By the afternoon, he was in the morgue in Shifa hospital, shot in the neck and side, the youngest of the seven victims of the bullets fired by Hamas forces in the bloody aftermath of the rally.

Ibrahim's brother Amjad, 23, explained that they were separated during the rally but thought little of it because of the happy, almost carnival, atmosphere of the occasion. "We were happy because there were so many people," he said. "There was no one left in Beit Hanoun. About 6,000 went."

Even after they heard the shots as the rally started to disperse, they didn't imagine anything could have happened to Ibrahim. "We waited for him to get back home but when he didn't come, we went to look for him and found him in the hospital."

As the mourners sat on a long row of plastic chairs in the alley next to Ibrahim's home, his father was too distraught to join in the increasingly political family discussion raging round him about the meaning of Monday's events. "He went to the rally and he did not come back," he said. "He's a kid. He had no weapons or anything else. I blame the security forces. They're the ones supposed be in charge of security."

He meant the uniformed Hamas men who had opened fire. But other relatives were less reticent. "Even the Israelis do not do this," said Ibrahim's uncle, Jihad Auda, 52, adding of the rally: "It was like a party, a wedding. They know that these weapons will kill. Why do they use it against their own people?"

Mr Auda was also highly sceptical of the Hamas explanation that its force had been first fired on by Fatah gunmen posted at the nearby al Azhar university – denied both by the rally's organisers, officials of the Fatah-linked university, and students who had been on the campus at the time. Even if it were true, he said "they should react by shooting at the people who are shooting them, not by shooting at the masses".

The Ahmads are a staunchly Fatah family, and the mourning relatives said the shootings would add to what they insisted was Hamas's growing unpopularity because of its failure to serve "the interests of the people". Mr Ahmad lost his job like tens of thousands of others when Israel shut down the Karni cargo crossing in response to Hamas's seizure of control in Gaza in June. "The crossings are closed and now these killings happen," he said.

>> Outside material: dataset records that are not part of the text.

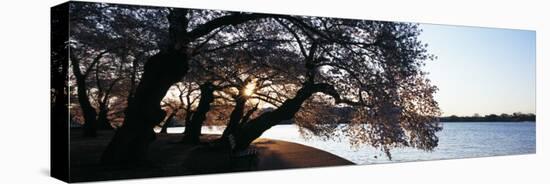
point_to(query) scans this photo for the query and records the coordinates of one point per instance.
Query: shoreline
(168, 158)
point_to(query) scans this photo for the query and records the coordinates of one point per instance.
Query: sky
(481, 70)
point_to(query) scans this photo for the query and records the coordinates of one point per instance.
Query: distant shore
(173, 159)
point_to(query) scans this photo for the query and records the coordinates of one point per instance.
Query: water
(456, 140)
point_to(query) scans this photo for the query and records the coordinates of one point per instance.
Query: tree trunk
(166, 124)
(102, 119)
(88, 111)
(193, 127)
(235, 117)
(257, 126)
(130, 143)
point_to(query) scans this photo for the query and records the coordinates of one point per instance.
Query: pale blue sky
(481, 70)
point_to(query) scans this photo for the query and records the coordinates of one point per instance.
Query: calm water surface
(456, 140)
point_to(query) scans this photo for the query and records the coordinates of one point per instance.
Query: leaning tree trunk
(88, 111)
(102, 119)
(254, 128)
(131, 141)
(193, 127)
(166, 124)
(235, 117)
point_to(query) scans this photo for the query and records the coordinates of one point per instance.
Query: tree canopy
(358, 78)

Fatah claimed Hamas, which continued yesterday publicly to blame its rival faction for triggering the violence at Monday's unexpectedly huge commemoration, had detained 450 of its supporters. Hamas denied the people had been held for supporting Fatah, but for incitement to violence at the rally.

After a meeting of the Hamas de facto government in Gaza to discuss the violence, Taher Nunu, its official spokesman said: "The government will reconsider its policy toward Fatah and will take additional steps to protect the political and national and media movements in the streets of Gaza."

Some local observers interpreted the statement as raising the prospect of even tougher measures against political opponents.

Meanwhile the Palestinian Centre for Human Rights, which has a long record of criticising abuses by Israeli forces and both the main Palestinian factions, issued a strongly worded condemnation of "the excessive use of force" by the Hamas police at the rally. Its investigation into the rally said that, at about 11.30am, a jeep carrying plain-clothes Hamas gunmen drove "provocatively" in the direction of hundreds of demonstrators.

The report added of the subsequent violence: "The demonstrators threw rocks at the police who responded by indiscriminate gunfire and raiding the rally grounds. Pictures showed members of the police deployed around [the grounds] firing indiscriminately at the rally participants."

It questioned the claims by Hamas that its police or security force members had been injured saying they had not found such a case. The document added: "The duty of the police and security personnel is to protect participants. And in the case of coming under gunfire, as claimed by governmental sources in Gaza, indiscriminate, excessive, and lethal firing by the police at civilian gatherings is not justified."